Ebele Okobi listed a number of calls for action, including for the videos and relevant recordings to be released to the public. She also called for a moratorium on the use of Tasers in San Mateo County and the creation of a permanent independent police review body to investigate officer-involved killings and use of force.
Wagstaffe declined her call for an independent investigation, saying his investigation is not yet complete.
"Everything that I review at the end of this I release to the public," Wagstaffe said Sunday night.
He told CNN that Okobi's family and their attorneys had viewed a 25-30 minute composite video -- made up of witness cell phone video, surveillance footage and deputies' dashcam footage -- that showed any interaction between law enforcement and Okobi on the day he died. He said that sheriff's deputies do not wear body cameras.
Wagstaffe said he decided to show the video to the Okobi family because he wanted them to be apprised of the situation from his office, rather than hearing of any new developments secondhand through the media.
"They lost a loved one," Wagstaffe said, "I respect that."
Wagstaffe said neither he nor anyone from his office had ever said Okobi attacked a deputy and said any correction of the record in those statements would have to be done by the San Mateo County Sheriff's office.
In the weeks after her brother's death, Ebele Okobi spoke out against police violence against black men.
"It doesn't matter what school you went to," she said. "You can go to Harvard. You can work in tech. Every black American will tell you they live in a state of constant anxiety. Every black man will tell you they can work at Google, they can be a senior person at Facebook or Apple but when you're driving and you're a black man, you recognize the danger that you're in."
Chinedu Okobi graduated in 2003 with a degree in business administration from Morehouse College in Atlanta.

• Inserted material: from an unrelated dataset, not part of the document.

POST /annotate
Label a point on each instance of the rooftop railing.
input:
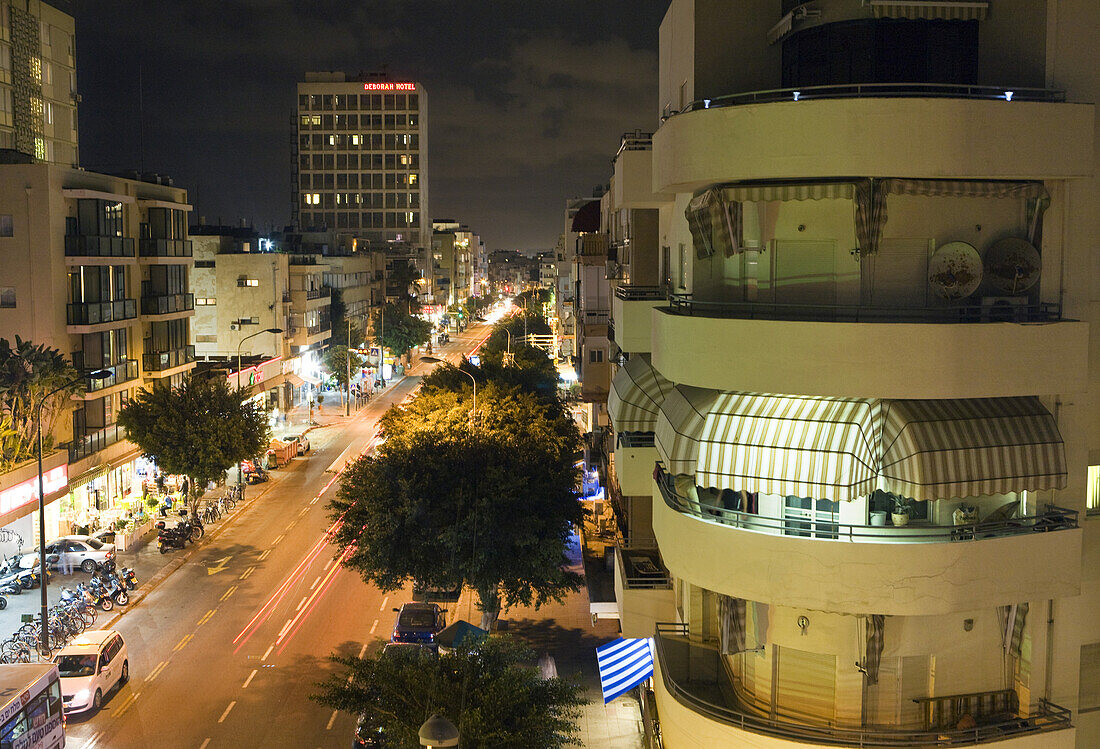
(1053, 518)
(688, 673)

He grew up in the San Francisco area as the youngest son of a Nigerian-American family, Ebele Okobi said after his death.
She said her brother had a 12-year-old daughter and was really gentle: "He was someone people connected to all his life. He was a kind person. He loved poetry. He recorded poetry. He recorded rap. He was also very spiritual and deeply religious."
Ebele Okobi also said in October that her brother had spent the last decade struggling with mental health issues and may have stopped taking medications earlier this year.
In her Facebook post Sunday, she said that she was angry that she had at first believed it was possible that her brother's mental illness could have played a role in his death.
"I knew that my brother didn't 'attack' or 'assault' deputies, but because of his mental illness, I believed it was possible that he might have been in crisis and acting erratically," she said.